The Nano technology systems division of Carl Zeiss is based in Germany and sells a range of energy filtering TEMs and accessories.
Much of the cryoTEM work so far has been on water-based systems but Talmon has also studied non-aqueous samples. He has found himself limited to certain solvents because many, such as linear paraffins, cannot vitrify. Most apolar solvents such as hydrocarbons dissolve in the standard cryogen, liquid ethane.
In some systems such as those with a siloxane solvent, electron beam damage is so severe that even using low-dose techniques is unsuccessful. Talmon’s team has succeeded in imaging unusual non-aqueous systems such as lecithin dispersions in soya bean oil. The researchers have discovered that the triglycerides found in many natural oils act as ’cryoprotectants’ that allow oil systems to vitrify in liquid nitrogen.
How long does it take to get the cryoTEM working for a new system? Pochan laughs: ’It takes a lot of practice. It is a very technologically dependent technique and I guess what I mean by that is if you don’t have all the right pieces like a good low accelerating voltage microscope with a sensitive CCD [charge coupled device] detector, a nice holder with a nice transfer stage and a nice piece of equipment to vitrify liquids and gels to image, then it becomes extremely difficult.’ Bates also considers that ’cryoTEM can be quite challenging’, but says that ’once the various experimental methods are mastered this technique offers a unique glimpse into the structure of many forms of soft materials in water’.
Bates considers that the primary concern with cryoTEM is the presence of artefacts that can arise during sample preparation. He lists a few reasons why this might happen: ’Firstly, the structures examined are confined to a thin film, usually 200 to 300nm in thickness. Therefore, 3D features may be distorted. Also, the film may not be uniform in thickness. Secondly, in forming the thin film, excess water is blotted from the microscope grid and this can impose shear forces that distort the structures. Thirdly, the water may crystallise in places thereby disrupting the material. And finally the electron beam may deposit excess energy in the specimen leading to localised damage.’

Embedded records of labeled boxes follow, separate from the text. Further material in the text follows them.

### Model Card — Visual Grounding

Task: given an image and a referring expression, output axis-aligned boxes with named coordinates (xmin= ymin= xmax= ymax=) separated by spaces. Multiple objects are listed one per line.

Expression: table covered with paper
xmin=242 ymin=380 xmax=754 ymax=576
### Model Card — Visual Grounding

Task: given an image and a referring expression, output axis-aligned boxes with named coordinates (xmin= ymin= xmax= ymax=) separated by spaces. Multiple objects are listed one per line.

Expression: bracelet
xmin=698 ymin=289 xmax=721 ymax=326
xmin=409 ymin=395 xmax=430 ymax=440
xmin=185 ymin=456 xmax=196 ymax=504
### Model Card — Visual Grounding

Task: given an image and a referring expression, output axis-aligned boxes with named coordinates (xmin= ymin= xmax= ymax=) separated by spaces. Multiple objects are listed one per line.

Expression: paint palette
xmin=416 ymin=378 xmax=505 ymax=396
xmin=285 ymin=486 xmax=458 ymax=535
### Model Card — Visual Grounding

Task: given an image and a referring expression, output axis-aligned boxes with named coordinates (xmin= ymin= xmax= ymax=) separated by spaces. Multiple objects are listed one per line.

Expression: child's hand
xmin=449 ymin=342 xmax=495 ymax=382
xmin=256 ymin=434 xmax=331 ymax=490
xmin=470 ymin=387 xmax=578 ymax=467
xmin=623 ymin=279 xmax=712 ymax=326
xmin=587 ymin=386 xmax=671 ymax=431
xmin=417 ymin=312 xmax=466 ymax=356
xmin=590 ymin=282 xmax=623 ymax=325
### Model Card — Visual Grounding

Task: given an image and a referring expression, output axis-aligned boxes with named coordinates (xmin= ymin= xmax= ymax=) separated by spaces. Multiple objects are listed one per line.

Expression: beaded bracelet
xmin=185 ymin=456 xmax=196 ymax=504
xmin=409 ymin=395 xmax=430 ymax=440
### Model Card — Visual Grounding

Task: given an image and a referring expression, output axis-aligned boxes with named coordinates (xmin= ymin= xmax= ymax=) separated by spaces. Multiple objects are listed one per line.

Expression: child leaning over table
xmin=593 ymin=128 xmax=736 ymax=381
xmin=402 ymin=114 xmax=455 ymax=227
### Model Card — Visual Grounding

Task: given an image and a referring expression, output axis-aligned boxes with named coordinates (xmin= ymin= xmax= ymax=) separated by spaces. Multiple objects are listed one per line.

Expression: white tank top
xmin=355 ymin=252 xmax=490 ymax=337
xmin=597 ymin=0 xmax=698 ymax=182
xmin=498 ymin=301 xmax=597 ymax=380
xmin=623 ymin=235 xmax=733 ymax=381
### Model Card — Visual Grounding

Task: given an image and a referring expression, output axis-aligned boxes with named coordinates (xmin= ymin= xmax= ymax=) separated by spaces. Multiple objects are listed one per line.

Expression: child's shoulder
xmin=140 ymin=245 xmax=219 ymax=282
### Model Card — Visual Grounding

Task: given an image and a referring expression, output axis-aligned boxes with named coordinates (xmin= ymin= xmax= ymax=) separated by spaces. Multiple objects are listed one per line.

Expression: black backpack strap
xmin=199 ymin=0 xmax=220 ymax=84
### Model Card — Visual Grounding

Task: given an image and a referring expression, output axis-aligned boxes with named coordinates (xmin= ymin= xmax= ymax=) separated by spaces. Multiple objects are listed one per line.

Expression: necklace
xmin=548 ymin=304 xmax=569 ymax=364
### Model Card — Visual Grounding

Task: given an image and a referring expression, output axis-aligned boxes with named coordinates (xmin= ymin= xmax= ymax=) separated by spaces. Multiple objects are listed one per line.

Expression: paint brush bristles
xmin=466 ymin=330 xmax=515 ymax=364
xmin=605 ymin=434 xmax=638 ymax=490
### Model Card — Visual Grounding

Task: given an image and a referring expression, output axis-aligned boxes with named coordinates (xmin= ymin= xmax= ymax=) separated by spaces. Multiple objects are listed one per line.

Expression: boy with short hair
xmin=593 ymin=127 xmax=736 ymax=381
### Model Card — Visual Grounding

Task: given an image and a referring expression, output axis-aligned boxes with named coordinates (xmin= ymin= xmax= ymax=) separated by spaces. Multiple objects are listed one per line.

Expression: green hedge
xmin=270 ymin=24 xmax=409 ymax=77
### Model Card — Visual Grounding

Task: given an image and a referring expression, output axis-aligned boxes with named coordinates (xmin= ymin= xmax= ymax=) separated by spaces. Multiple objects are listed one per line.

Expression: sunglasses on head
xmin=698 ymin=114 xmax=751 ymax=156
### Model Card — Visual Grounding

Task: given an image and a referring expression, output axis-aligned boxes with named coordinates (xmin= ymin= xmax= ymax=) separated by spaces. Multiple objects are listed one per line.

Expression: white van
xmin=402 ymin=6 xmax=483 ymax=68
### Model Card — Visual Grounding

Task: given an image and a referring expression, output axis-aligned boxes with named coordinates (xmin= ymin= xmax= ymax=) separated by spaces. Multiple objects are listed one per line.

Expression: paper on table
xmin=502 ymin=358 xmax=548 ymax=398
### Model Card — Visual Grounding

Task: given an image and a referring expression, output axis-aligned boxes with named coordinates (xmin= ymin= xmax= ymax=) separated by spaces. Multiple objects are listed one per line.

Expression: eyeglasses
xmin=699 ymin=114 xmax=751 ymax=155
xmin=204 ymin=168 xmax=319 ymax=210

Talmon considers that cryoTEM has a good success rate. ’It doesn’t take that much to train say a student or a postdoc. Within six to eight months, I would say, we can take a good graduate student and get him working independently on a cryo system.’ But, he cautions, it takes the supporting environment of professors, postdocs, and full-time researchers who work with them to allow those people to pick up the technique in such a short time.
Bates thinks that the outlook for cryoTEM is good. ’Through much experience, particularly seminal contributions by others including Ishi Talmon, I believe the scientific community has very much accepted the viability of the method,’ he says.
A few years ago Talmon collaborated with the late Nobel prize winner Richard Smalley from Rice University, US, to image nanotubes suspended in micellar solution for him. At a seminar when the results were presented, Smalley commented that the technique ’opens the eyes of those who use it’. Given its rapid growth, it is bound to open many more eyes.